In the actual binding declaration of the class, this syntax is suitable:
CLASS FontType | etc. | FontType AS CONSTRUCTOR | etc. | END CLASS
The CONSTRUCTOR type then, signifies that this template will be followed by a method declaration for a constructor. Now, when the programmer includes this code:
DIM Helvetica AS FontType
The compiler will include appropriate initialization routines.

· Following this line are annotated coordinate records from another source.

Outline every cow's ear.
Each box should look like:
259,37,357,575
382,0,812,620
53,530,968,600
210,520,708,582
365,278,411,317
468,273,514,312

Another aspect of this, the "destructor," is exactly the same, except that it operates after the object falls from scope. (Visual Basic programmers again will note the analagous use of the Form_Unload event.) Destructors deinitialize data, cleaning up things when the program ends execution, for instance. In C++, a special operator is used to indicate the deconstructor: ~FontClass. This use of the tilde is foreign to BASIC, however, so perhaps it would be better to introduce another keyword rather than a new operator:
CLASS FontType | etc. | FontType AS CONSTRUCTOR FontType AS DESTRUCTOR | etc. | END CLASS
Now, the method would simply be declared:
SUB FontType.FontType DESTRUCTOR | | code to deinitialize data structures goes here | | END SUB
This is syntacally familiar to a BASIC programmer in another form:
SUB subPrintToScreen (InText AS STRING) STATIC | | END SUB
The STATIC keyword modifies the nature of the SUBPROGRAM. Consquently, I have suggested the DESTRUCTOR keyword be used in a similar syntactical fashion.
3.0 Closing Notes
Indeed, BASIC has evolved from the time-sharing days of Dartmouth. Despite this evolution, however, major software compiler developers have failed to introduce object oriented extensions into the language. Perhaps this article has introduced some new concepts to the reader, perhaps not. At the very least, it has explored some ways an object oriented paradigm might be introduced successfully into BASIC programming with as little pain possible. Programmers tend to maintain their old programming habbits despite the innovations that come into their languages, and consequently, any major changes to the way BASIC operates may prove to be obstacles rather than useful tools. I feel that my suggestions involve minimal relearning of the syntax of BASIC, since they adopt the flavor of existing structures. In the end, though, the question is not what is the better method or terminology to use, really, but rather:
"Object Oriented BASIC, possibility or pipedream?"